Bone Blog & Small intentions
- Abbey Manellis
- Feb 9
- 2 min read
Updated: Apr 22
A New Week, small intentions and a painting that stayed
A new week often brings plans — a write up in my bone blog about adjustments, repairs, small intentions. This one begins with a painting I made long before my son was born. I was 19 at the time, i remember that time well.
By my standards now, it isn’t a good painting. The drawing was intentionally naïve, the logic loose, the decisions unrefined. I can see exactly where I was when I made it and i recall the sense of Matisse style inspiration that filled my young mind/spirit and drove my paintbrush at the time.

Those days, what I didn’t know, what I couldn’t yet resolve, had to come later.
And yet i kept it. Now, 35 years later it was still here under a pile of other paintings in the studio.

It hung in our home throughout Simon's childhood. It hung there for years, never explained, moved occasionally, present wherever it was placed, while life moved forward around it. It absorbed years without comment — ordinary days, growing pains, laughter, fatigue. It became part of the background fabric of our home. At some point I took it down, dismantled the frame and stuffed it behind a batch of other "put aside" paintings, besides somehow it got torn....
You can see there is a tear in the painting at the base of the vase.
Now, 14 years later, Simon has bought his own apartment — one he saved steadily toward since leaving school, he's turns 30 this coming May, and keen to furnish it. So he roamed the house the last time he dropped in and asked for this and that to which i said yes and yes. He chose a few things to take with him to his new space. Not the most valuable, but the most familiar. The things that reminded him of a childhood, a childhood he reflected, passed too quickly.
He remembered the painting i could not remember where i had put it but we found it.
I've retouched it lightly. Not to improve it or correct it, but to care for it.

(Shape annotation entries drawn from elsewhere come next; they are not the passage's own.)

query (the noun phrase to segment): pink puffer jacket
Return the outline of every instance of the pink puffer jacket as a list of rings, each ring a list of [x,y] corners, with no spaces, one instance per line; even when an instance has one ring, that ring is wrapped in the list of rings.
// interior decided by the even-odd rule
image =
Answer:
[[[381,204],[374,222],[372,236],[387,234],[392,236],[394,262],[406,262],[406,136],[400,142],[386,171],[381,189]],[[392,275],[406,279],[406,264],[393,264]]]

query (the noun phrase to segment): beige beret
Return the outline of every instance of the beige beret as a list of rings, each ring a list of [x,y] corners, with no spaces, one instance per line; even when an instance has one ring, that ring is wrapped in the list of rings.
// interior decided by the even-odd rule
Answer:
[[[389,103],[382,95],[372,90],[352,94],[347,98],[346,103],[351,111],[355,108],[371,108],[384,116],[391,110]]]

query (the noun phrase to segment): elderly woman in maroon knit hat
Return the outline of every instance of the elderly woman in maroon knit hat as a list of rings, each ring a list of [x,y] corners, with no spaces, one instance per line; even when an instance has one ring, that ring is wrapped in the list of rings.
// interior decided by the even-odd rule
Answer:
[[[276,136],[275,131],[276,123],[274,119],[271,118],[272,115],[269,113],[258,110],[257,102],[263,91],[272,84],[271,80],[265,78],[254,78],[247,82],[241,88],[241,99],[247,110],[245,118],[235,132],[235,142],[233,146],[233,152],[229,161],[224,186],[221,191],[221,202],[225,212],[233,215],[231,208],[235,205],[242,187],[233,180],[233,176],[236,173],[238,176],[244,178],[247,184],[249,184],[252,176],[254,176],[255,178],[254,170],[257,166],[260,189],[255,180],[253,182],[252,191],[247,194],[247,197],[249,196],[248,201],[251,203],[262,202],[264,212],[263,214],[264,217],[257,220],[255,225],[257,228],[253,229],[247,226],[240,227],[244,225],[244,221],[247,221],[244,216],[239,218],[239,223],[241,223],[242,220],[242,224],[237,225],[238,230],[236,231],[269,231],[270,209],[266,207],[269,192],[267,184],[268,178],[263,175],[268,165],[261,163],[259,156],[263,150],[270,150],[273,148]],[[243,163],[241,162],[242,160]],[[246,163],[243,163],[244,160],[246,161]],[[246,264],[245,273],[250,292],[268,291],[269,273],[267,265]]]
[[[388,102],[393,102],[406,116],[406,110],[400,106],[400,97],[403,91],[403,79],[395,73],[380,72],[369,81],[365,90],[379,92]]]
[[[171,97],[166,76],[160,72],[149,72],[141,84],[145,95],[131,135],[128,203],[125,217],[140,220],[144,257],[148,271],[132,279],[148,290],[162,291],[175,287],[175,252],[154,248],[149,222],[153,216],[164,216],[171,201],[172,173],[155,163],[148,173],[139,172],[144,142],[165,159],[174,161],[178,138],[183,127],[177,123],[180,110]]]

To stabilize what time has worn thus sending it forward intact and not rewritten. I could not fix the tear in it seen at the base of the vase.
There’s something quietly instructive in this moment. A painting I no longer stand behind as work has become an emotional artifact for Simon. It reminds me that art doesn’t always function as a statement. Sometimes it functions as a witness.
This week feels like that — a continuation rather than a revision. A familiar painting, moving on.
A once lived moment stepping forward.